OBAMACARE SURVIVES. This is a foregone conclusion that’s worth repeating. Nothing President Obama has said in recent days has hinted at any retreat from the position that he would never sign legislation defunding his signature domestic policy achievement.

Yet House Republicans have already scaled back their Obamacare position. First they demanded defunding the Affordable Care Act as the cost of advancing a continuing resolution to fund the government. Then they moved to a one-year delay in implementation.

Given that on this issue Obama is obdurate and the House leadership is not, it’s not hard to see that defunding per se is off the table.

TEA PARTY CONSERVATIVES CONSIDER THAT A DEFEAT. Despite the fact that it looked pretty much impossible to derail Obamacare from the beginning, the hard core on the right who pushed House Speaker John Boehner to link the health law and continued government funding in the first place may well consider its continued existence a stinging loss.
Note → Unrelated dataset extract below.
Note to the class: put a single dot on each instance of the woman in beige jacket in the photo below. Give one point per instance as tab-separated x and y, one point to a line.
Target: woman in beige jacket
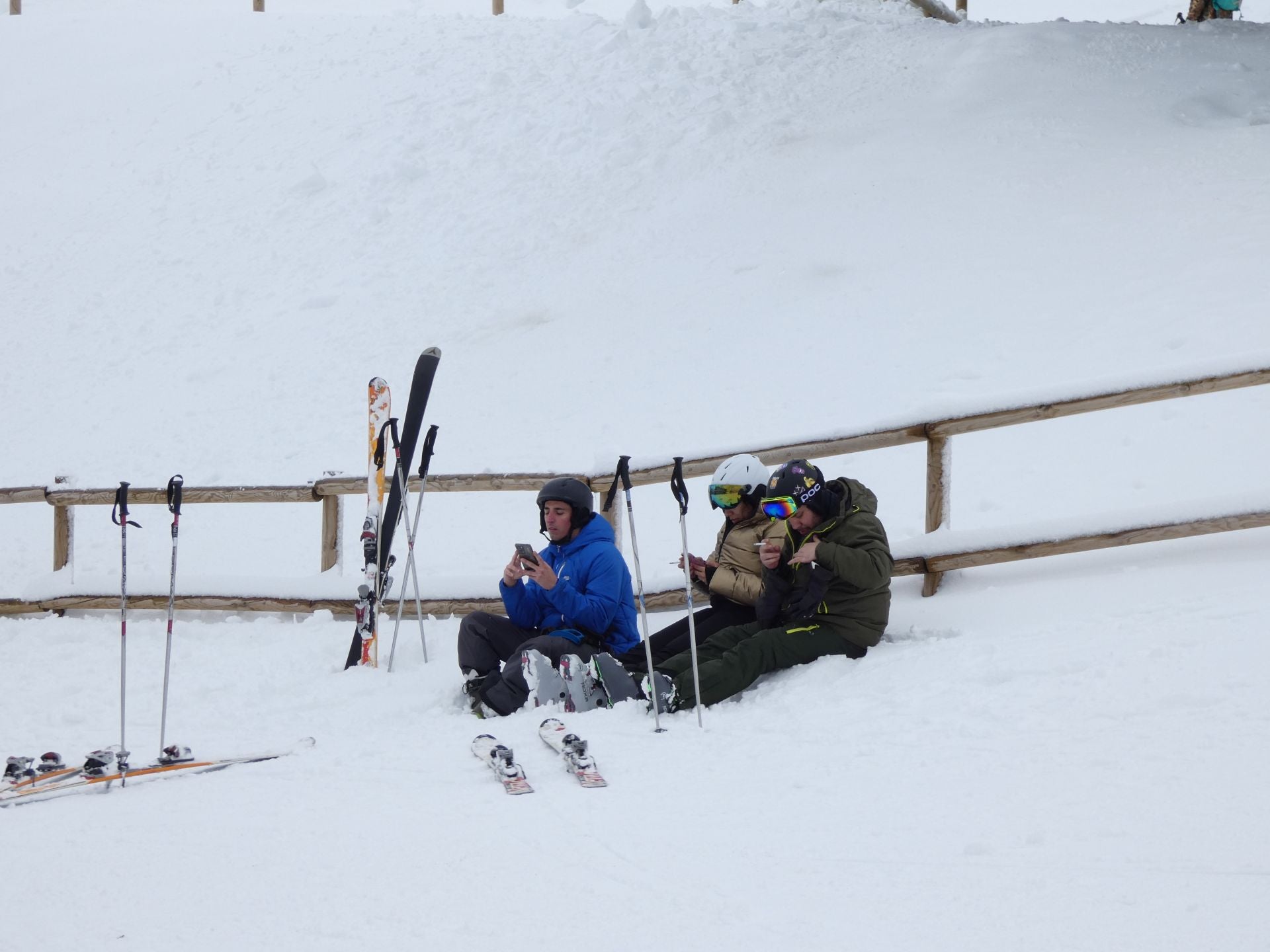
732	574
They won’t be consoled by what they consider just tweaks to the law, such as a repeal of its tax on medical devices, or passage of the so-called “Vitter amendment,” which would bar Congress from contributing to the purchase of health insurance on Obamacare exchanges by lawmakers and staff.

“This fight needs to be about defunding Obamacare. We need to keep fighting on that ground,” tweeted conservative pundit Erick Erickson on Friday.

OBAMACARE FACES CONTINUED ATTACKS. What follows from the above points is that the Affordable Care Act, one of the biggest changes in the American social contract in a generation, will begin its implementation period while a significant percentage of Congress continues to attempt to undo it or scale the program back. Remember, the GOP establishment says it differs from the tea party on this issue only on tactics, not the end goal. Senate Republicans want to defund Obamacare too; they just don’t want to shut down the government or not raise the US debt ceiling as part of that effort.